Nan was making dinner when I entered the house. She actually lifted her head when I came into the kitchen. “Hello, Wren, dear.”

I smiled and breezed out into the hall. As I moved toward the stairs to our room, something flashed in my peripheral—a shadow flitting across the wall. I turned my head—there was nothing there.

But there had been.

Frowning, I moved in the direction the shadow had gone. It wasn’t the first time I’d thought I’d seen something in the house, though I hadn’t picked up on any other ghosts here. That didn’t mean anything, though. We could hide from each other just as well as humans could.

I ended up in the sunporch, where Nan did most of her crafty things. There were lots of plants out here, and comfy old furniture that was a little too shabby to be in the main part of the house.

“Hello?” I said. Stupid, really. Humans did it all the time, as though they actually expected a ghost to jump out and say, “Hey ya!”

No answer, but I felt like I was being watched. It wasn’t Bent—this was my sanctuary. I’d never felt another ghost in that house, and it would be difficult for any ghost who wasn’t bound to the house or family to come in. Private homes were even harder to enter than public places—almost impossible for most ghosts. So, was I simply paranoid, or was there someone actually there?

Was I being haunted?


School on Monday was different for me than it had been before. Ben picked me up and drove me—even though I could have walked the short distance. We attracted a bit of attention arriving together. It was a small high school and I was still big news. I hoped being seen with me didn’t cause trouble for Ben, but beyond that I didn’t care what anyone thought.

Roxi was waiting for me at my locker. Ben had gone on to his, so it was just me and her. She had circles under her eyes and she looked tired.

“Hi,” she said.

“Hi. What’s up?” I frowned a little. “Are you okay? You’re not starting to feel sick, are you?”

She hugged her books to her chest and shook her dark head. “No more than I was. I just wanted to say thank you.”

“For what?” As far as I could tell I hadn’t done much more than piss Bent off.

“For helping Gage. I saw him before school this morning. He’s doing better.”

That was a relief. “The agate worked?”

“Yes.” She sounded so relieved. She looked as though she might cry. “Mr.
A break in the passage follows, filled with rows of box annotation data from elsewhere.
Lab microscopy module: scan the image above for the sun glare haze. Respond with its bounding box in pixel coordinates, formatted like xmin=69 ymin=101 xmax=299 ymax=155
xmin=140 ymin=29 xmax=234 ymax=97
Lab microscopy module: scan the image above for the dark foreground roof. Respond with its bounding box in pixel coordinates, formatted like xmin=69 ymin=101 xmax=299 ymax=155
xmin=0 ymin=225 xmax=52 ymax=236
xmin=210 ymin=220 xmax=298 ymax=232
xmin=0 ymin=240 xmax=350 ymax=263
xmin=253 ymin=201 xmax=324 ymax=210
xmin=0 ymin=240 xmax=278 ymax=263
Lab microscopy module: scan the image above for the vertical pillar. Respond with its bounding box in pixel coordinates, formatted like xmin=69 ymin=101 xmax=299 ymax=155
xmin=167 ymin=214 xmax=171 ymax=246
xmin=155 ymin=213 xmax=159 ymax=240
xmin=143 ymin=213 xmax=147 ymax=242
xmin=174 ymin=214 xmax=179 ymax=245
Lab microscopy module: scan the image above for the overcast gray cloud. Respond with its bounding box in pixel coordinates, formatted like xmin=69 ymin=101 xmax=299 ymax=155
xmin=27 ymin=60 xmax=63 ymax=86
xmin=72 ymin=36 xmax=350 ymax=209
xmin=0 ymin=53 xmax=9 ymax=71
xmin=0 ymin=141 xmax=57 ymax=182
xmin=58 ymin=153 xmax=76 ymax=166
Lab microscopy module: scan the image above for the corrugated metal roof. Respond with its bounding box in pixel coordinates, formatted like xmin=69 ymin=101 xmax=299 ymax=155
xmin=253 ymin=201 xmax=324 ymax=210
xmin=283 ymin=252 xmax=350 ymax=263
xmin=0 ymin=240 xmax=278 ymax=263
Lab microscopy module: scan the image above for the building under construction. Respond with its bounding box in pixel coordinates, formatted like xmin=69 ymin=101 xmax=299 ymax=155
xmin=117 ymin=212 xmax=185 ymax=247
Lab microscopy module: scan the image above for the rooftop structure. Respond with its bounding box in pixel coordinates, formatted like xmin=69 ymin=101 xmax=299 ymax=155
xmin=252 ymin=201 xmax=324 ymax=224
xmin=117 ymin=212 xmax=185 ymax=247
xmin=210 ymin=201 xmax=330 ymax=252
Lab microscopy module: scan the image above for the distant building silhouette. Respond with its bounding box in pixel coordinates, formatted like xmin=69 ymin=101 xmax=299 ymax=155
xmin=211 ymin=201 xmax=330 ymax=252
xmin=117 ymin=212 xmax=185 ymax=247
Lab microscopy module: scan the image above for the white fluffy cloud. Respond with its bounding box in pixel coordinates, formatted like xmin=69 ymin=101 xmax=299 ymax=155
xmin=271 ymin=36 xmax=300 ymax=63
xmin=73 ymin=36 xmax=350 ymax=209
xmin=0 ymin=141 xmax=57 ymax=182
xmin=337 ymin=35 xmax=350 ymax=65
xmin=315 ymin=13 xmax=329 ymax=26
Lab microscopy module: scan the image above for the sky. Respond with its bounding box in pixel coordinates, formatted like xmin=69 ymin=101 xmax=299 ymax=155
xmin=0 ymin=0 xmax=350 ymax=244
Moreno said he slept all night, and he was hungry this morning.”

“That’s the best news I’ve heard since I moved back here,” I told her, opening my locker. She still looked a little shaky. “Bent can’t have him, Rox. He can’t have any of you.”

She grabbed me and hugged me so hard I couldn’t breathe. I patted her back, and hoped she’d let me go before I passed out. Thankfully, she did. And then she left me alone.
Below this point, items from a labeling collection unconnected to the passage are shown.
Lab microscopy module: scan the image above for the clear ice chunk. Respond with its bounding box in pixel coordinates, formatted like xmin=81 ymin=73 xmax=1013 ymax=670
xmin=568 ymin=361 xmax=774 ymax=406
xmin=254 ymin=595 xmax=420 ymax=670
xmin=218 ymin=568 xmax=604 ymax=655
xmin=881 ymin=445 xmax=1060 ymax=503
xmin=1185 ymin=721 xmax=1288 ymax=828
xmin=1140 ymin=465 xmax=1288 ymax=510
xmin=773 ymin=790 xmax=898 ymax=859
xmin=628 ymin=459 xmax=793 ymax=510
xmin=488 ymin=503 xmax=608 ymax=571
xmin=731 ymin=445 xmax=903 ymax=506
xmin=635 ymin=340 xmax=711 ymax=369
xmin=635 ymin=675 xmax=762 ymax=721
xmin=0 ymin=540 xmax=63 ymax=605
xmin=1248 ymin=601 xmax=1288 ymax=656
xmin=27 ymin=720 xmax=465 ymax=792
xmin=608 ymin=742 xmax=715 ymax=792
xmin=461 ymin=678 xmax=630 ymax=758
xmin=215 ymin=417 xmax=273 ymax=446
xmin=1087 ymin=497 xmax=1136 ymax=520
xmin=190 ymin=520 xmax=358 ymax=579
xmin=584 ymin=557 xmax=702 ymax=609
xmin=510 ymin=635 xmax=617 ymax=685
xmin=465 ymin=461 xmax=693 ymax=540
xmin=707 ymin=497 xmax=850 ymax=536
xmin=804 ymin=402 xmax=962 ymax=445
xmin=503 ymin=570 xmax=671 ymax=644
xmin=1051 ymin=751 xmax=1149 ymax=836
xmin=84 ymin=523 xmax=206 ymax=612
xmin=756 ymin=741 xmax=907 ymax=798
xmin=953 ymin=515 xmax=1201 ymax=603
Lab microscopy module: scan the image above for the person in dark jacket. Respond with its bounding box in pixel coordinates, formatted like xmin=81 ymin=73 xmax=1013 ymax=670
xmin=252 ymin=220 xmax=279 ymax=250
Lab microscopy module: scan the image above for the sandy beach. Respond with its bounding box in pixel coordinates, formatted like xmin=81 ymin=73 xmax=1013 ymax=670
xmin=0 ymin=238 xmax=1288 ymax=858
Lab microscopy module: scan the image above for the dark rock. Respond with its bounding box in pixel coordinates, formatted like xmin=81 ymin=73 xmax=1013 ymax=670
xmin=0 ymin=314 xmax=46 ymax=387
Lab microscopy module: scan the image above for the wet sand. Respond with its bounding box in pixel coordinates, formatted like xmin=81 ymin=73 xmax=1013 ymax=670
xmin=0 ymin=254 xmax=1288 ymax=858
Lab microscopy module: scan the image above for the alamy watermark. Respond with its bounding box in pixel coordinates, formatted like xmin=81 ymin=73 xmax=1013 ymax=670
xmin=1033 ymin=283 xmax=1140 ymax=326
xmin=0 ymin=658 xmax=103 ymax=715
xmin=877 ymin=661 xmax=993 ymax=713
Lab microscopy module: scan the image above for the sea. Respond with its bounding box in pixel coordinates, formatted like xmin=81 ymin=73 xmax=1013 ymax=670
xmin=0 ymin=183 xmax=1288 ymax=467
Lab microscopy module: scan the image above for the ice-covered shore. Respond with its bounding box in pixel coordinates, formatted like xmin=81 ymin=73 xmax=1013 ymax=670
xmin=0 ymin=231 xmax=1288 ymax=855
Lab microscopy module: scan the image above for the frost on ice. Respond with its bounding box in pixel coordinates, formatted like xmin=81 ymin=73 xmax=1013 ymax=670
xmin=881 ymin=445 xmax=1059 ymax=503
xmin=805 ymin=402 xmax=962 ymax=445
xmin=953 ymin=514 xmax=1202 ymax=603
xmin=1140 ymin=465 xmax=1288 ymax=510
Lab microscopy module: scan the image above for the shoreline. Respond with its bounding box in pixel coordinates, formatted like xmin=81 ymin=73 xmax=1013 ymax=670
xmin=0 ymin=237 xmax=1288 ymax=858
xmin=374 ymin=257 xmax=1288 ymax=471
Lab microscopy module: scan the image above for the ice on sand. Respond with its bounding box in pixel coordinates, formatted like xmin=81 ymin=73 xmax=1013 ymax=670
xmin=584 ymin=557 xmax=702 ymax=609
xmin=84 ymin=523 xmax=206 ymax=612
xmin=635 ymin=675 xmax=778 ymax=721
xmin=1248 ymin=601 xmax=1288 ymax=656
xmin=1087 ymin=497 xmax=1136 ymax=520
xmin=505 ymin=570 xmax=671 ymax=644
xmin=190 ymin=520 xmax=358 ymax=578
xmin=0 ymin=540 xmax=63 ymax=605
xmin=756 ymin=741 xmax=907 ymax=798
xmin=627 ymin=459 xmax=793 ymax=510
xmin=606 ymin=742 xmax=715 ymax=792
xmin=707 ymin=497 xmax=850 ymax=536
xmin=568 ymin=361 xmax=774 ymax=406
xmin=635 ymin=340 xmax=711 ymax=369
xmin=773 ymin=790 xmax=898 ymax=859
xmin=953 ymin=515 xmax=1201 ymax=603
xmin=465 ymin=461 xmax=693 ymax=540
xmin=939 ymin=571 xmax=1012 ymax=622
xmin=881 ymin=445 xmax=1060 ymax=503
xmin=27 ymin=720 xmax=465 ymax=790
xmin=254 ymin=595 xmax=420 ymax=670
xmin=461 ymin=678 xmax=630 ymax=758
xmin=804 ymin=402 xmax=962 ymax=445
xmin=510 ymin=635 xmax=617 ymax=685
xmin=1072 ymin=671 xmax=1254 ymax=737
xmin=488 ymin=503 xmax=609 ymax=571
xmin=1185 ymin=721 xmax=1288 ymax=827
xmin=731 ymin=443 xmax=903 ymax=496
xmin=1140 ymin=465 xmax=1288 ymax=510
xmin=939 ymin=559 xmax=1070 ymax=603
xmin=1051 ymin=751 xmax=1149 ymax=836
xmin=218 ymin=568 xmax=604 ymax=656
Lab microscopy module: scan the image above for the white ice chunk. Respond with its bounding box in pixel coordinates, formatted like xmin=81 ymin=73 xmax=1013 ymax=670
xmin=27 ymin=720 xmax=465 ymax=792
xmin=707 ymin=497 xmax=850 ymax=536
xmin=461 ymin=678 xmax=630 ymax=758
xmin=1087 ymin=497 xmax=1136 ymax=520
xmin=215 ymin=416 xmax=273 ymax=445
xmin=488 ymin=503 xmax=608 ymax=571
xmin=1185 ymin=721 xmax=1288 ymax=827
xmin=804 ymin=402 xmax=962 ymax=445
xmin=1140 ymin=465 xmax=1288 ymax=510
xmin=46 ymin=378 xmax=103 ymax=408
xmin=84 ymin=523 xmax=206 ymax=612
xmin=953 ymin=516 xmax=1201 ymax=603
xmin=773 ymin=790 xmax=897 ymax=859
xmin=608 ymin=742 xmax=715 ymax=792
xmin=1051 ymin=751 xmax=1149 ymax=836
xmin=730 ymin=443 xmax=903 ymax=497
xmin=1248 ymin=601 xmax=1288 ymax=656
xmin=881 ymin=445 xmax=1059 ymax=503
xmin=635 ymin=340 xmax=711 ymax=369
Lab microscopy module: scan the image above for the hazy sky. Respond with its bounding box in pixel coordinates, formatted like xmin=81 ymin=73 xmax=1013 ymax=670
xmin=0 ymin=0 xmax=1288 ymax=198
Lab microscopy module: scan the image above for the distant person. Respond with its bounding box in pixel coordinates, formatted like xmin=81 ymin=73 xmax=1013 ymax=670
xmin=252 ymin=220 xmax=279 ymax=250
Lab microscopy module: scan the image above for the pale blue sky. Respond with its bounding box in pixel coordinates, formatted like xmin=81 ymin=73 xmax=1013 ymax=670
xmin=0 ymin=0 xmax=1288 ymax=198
And I really was alone. Wren wasn’t with me. She would be later, but she decided that she really didn’t want to sit through my first-period history class—the teacher was boring, she said—and that maybe she’d take that time to poke about the Shadow Lands.

I wished I could just not come to school. God, that would be so freaking awesome.

Being at school without Wren left me feeling vulnerable, open to attack. I kept waiting for someone to accost me, or call me names. It didn’t happen, but that didn’t mean that it wouldn’t someday. Wren always said how brave she thought I was, but she was the one who made me that way. Hard not to be brave when you had a paranormal force at your back.

I gathered the books I needed and closed my locker. As I walked down the corridor, I spied Andrew walking toward me. Oh, great. I squared my shoulders, bracing myself for whatever he might say or do.

He took one look at me, gasped and immediately turned into the nearest classroom. He almost knocked a girl over doing it.

Huh. Whatever Wren had said to him had obviously done the job. Although, that thought didn’t make me feel as smug as it would have before that vision of her smacking her lips while holding our friends’ eyeballs.

I knew Wren could be dangerous, but she was my sister. I just couldn’t think of her as a monster—as something like Bent. If she ever turned into something like that, would I be able to do what needed to be done?

At least I knew where her remains were.

The thought made my chest tight. Blinking back tears—I was not going to cry over something that might happen—I made my way to class and tried to focus on the here and now, and not some future I couldn’t control. It worked—for the most part.

At lunch I met up with the others. Wren came by to check in, as well. I wouldn’t admit to anyone but myself how much more relaxed I was once I saw my twin. I didn’t want her to see how dependent I was. I didn’t want her to feel like she had to stick to me, especially now that I knew how much she needed a life of her own.

Sarah didn’t look so great. The wound on her jaw was raw, but that wasn’t it. She was exhausted.

“Nightmares,” she said. “I didn’t sleep at all last night. I dreamed that Bent came and tried to possess me again. He kept telling me that if I cared about you all that I’d help you ascend, whatever that means.”

The others closed in to comfort her, as well. I didn’t hug her. I just looked at her and said, “It will all be over tonight.”

Her wide gaze locked with mine. “Promise?”